Tuesday 25 February 2014

Tales of Blood and Glory: Neuromancer


So I finished reading Neuromancer about a week ago. Wow, it's really good. As I mentioned recently, it's major theme is pushing the relationship between people and technology to uncomfortably intimate. The Ghost in the Shell-like climax of this theme occurs around the climax of the novel's plot-action.

Hardboiled Sci-Fi


Neuromancer is written as a sequel to Gibson's Johnny Mnemonic and Burning Chrome stories, and like those stories it is written in the style of a Hardboiled crime story. This gritty style allows Gibson to create a more realistic Sci-Fi(one of his stated goals) in much the same way that it helped Chandler to invent a more realistic Detective Fiction, based more on wheeling and dealing than on intellectual mind exercises.

Gibson also uses the hardboiled style to further his theme of discomforting human/technological syntheses. For example, his use of Chandlerisms. While Chandler uses these to set to mood through the eyes of the narrator, a man of honor living in a rough world that is wearing away at him, Gibson additionally uses these metaphors to give a view of the world through a technological lens. For example, the book's much-quoted opening line "The sky above the port was the color of television, tuned to a dead channel".

Also worth contrasting are their heroes. While Chandler's heroes are sympathetic for their moral code, Neuromancer's Case is sympathetic more for the Pathos elicited from his dependency on technology(though Johnny Mnemonic, on the other hand, is arguably more of a Chandlerian hero.
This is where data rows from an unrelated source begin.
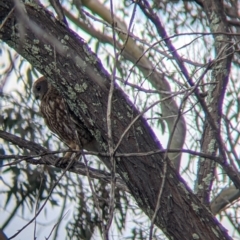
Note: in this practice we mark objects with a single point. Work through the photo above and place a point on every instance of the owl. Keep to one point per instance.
(59, 120)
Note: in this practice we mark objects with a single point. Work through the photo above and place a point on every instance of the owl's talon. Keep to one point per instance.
(62, 161)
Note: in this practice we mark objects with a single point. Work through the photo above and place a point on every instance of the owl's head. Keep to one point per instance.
(40, 88)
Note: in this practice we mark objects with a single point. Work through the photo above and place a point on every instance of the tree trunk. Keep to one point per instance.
(67, 62)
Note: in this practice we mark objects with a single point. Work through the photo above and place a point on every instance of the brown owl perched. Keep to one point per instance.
(58, 119)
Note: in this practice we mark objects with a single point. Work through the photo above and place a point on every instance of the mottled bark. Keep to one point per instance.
(211, 139)
(67, 62)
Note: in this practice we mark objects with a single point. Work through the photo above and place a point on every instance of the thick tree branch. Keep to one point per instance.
(42, 156)
(79, 76)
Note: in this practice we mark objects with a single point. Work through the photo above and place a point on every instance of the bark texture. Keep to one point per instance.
(67, 62)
Does Johnny dying and Molly taking-up with Case have some other message about the death a that type of hero in literature?)

Keeping Focus


Now let's compare Neuromancer with another contemporary Harboiled imitator: Michael Chabon's "The Yiddish Policeman's Union".

If you're ever read Chabon's "A Model World and Other Stories", you know that the man can write one hellova short story. Really, it's a brilliant, brilliant collection--really enjoyable and highly recommended. And Yiddish Policeman's Union is full of that same brilliance: there are so many great little bits. But, as a novel, it just felt seriously flawed to me, and the biggest reason, to my mind, is focus.
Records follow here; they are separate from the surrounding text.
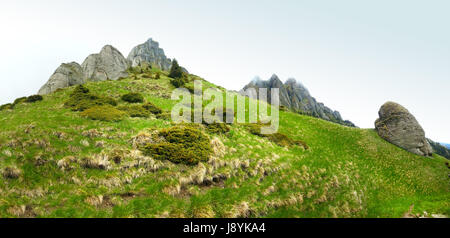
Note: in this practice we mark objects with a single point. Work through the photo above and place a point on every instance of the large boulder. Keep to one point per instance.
(65, 76)
(398, 126)
(108, 64)
(149, 52)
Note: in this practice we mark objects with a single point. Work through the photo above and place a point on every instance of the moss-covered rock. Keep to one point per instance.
(81, 99)
(104, 113)
(277, 138)
(135, 110)
(34, 98)
(218, 128)
(133, 98)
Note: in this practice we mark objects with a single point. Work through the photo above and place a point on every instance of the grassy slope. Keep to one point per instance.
(347, 172)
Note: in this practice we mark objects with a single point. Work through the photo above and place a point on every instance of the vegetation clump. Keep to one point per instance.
(218, 128)
(135, 110)
(181, 144)
(164, 116)
(7, 106)
(152, 108)
(104, 113)
(11, 173)
(176, 72)
(81, 99)
(133, 98)
(34, 98)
Neuromancer has a lot going on. But overall it is a very focused novel. It's got one overarching theme, leaving it free to focus on creating a fast paced roller coaster ride of a high-octane, hi-tech crime story.

Yiddish Policeman's Union, on the other hand, is all over the place. Chabon has so much to say about people, relationships, Judaism, politics, and a lot of it quite profound. And yet, I felt like it was too much, just jumping all over the place. And he's so into symbolism that I remember finding his use of Chandlerisms occasionally distracting from the actual story. As for the plot itself, it moved along quite slowly through most of the novel and when it finally got moving the emphasis became more of this political message Chabon was trying to drive home, rather than on the mystery or the characters. So, overall, lots to love in this novel, but sometimes less is actually more and I can't help feeling that it didn't live up to it's potential. Maybe if Chabon he'd found one central theme to stick to like Gibson in Neuromancer, then we would have gotten a better detective story. Or perhaps, it could have been written as a series of short-stories taking place in the same location.